# navigation- on screen color meanings?



## rkgto

I guess I should read the manual but can anyone explain the meaning of the different colors and thickness of the lines that appear on the map when the "traffic" light icon is enabled? I assume this was Tesla's attempt of showing traffic but then I came to realize it was more likely indicating where the traffic lights are but then I questioned why the orange, red and sometimes yellow lines appear around the traffic signals and at different thicknesses? Thanks


----------



## garsh

Those lines represent traffic that has slowed down compared to "normal".
Red means a major slowdown.
Orange/Yellow means a slight slowdown.

As you noticed, you'll often see these colors at intersections. It really shouldn't. Tesla needs to improve their algorithm to ignore these sorts of "expected" slowdowns.


----------



## rkgto

garsh said:


> Those lines represent traffic that has slowed down compared to "normal".
> Red means a major slowdown.
> Orange/Yellow means a slight slowdown.
> 
> As you noticed, you'll often see these colors at intersections. It really shouldn't. Tesla needs to improve their algorithm to ignore these sorts of "expected" slowdowns.

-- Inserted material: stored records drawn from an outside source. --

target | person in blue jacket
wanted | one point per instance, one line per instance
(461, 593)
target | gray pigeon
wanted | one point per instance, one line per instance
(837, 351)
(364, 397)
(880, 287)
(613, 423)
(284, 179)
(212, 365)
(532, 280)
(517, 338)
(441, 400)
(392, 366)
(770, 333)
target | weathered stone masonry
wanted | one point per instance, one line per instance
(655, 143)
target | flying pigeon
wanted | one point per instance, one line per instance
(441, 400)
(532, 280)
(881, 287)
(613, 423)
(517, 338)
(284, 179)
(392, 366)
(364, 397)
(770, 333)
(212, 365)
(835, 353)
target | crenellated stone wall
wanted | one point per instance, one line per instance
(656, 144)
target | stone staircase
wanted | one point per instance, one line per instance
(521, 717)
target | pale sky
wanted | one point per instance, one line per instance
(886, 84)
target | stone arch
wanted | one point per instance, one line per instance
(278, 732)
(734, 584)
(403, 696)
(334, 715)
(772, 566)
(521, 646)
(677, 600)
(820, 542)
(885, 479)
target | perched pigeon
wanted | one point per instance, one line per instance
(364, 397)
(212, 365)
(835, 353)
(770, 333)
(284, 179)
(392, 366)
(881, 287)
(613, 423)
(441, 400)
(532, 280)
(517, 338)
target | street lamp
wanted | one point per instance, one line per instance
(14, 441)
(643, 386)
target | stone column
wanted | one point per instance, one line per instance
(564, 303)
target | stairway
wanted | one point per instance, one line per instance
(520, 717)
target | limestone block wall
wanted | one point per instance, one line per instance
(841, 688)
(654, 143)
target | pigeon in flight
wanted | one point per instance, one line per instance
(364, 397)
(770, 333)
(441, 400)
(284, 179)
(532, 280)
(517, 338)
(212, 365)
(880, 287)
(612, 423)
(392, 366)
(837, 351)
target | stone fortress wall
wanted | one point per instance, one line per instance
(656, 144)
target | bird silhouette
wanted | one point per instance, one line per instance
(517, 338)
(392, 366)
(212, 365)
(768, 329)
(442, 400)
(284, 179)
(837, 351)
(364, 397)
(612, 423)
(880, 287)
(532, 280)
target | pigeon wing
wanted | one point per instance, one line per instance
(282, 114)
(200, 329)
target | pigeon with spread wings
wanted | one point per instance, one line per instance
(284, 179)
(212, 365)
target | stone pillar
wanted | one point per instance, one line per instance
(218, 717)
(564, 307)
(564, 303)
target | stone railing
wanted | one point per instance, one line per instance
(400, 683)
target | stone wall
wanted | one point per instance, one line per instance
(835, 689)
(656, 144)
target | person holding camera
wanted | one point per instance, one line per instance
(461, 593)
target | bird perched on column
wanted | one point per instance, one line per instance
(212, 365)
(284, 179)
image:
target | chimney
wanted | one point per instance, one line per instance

So this is Premium Connectivity's attempt of showing live traffic updates? If so, they got a long way to go compared to Google Maps or Waze...that is for sure...now I question myself for renewing my subscription...but the music streaming is pretty good


----------



## JasonF

If you think intersections are inaccurate, try looking at any residential neighborhood after 6 pm. The real-time traffic uses cell phones to track people in their cars. So when a lot of people are out walking around their residential neighborhoods, much more slowly than a car would be moving, it reads on traffic data as a major traffic jam. All of the streets turn red.


----------



## lance.bailey

oh @JasonF that is so funny it is tragic. or so tragic it is funny.

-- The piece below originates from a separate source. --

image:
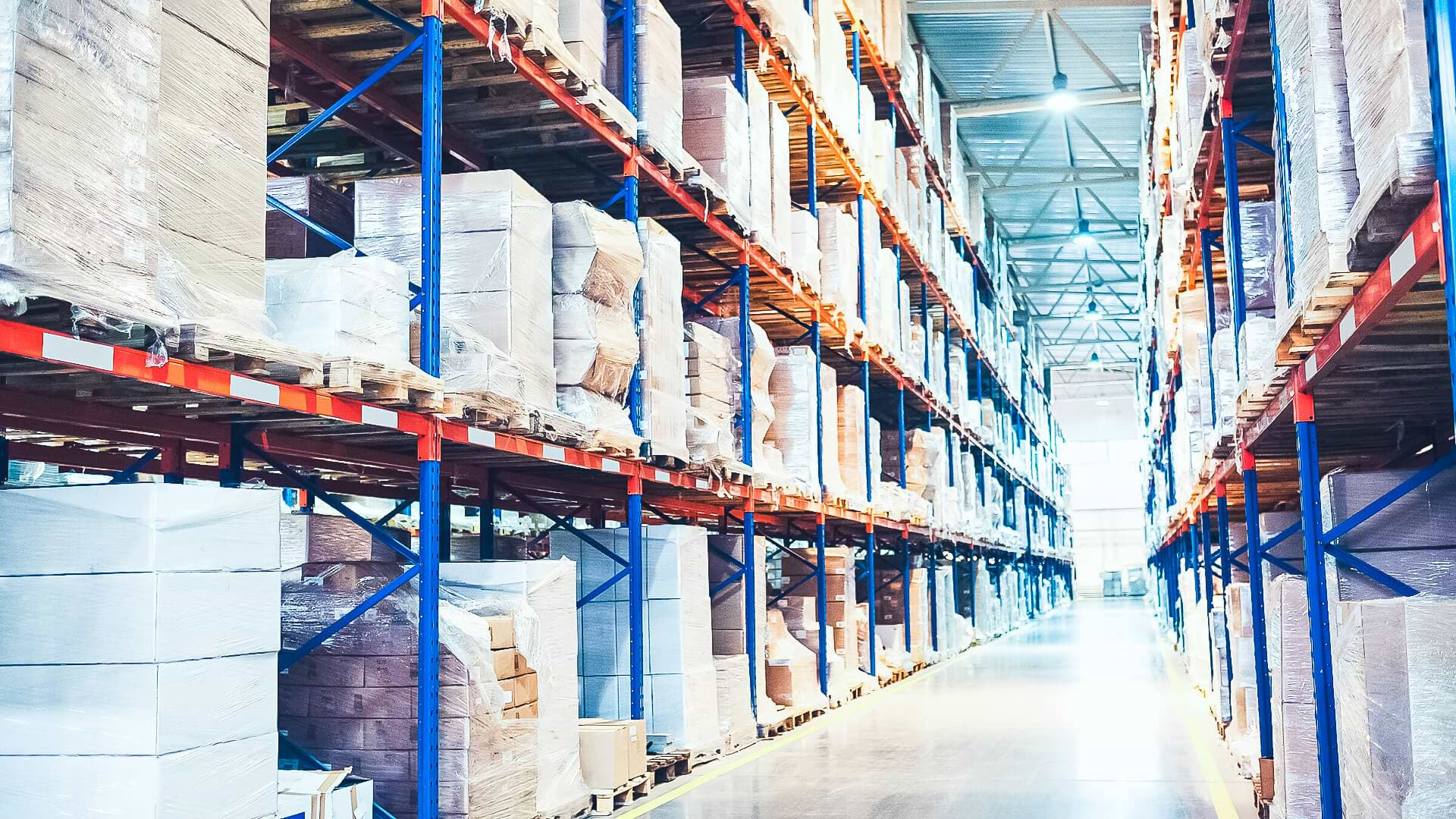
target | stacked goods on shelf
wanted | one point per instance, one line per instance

that aside, I have noticed that the prevalence of Teslae around lower mainland BC is frightening. I know that about 10% of sales are (or were) in this area but this is ridiculous.

I just drove 10min to the grocer and back. I saw 5 other Teslae going and 2 upon return. that is 8 Teslae in a 20minute drive on mostly country farmland.

With that many Teslae out there, why does Tesla not use location of their fleet for traffic indication? That is what Waze does for it's user base and it's pretty clever. It would certainly get rid of the slow traffic from dog walking. Except for greyhounds. Those dogs are instantly stupid fast and will drag you bouncing behind them. Don't ask..


----------



## Long Ranger

Google Maps shows red/orange lines at nearly every traffic light around me. Not clear to me what the complaint is with Tesla’s traffic visualizations. They’ve been pretty accurate for me over the past couple of years.


----------



## iChris93

lance.bailey said:


> With that many Teslae out there, why does Tesla not use location of their fleet for traffic indication?


Because it is not like that everywhere.


----------



## lance.bailey

Give 'em time Chris


----------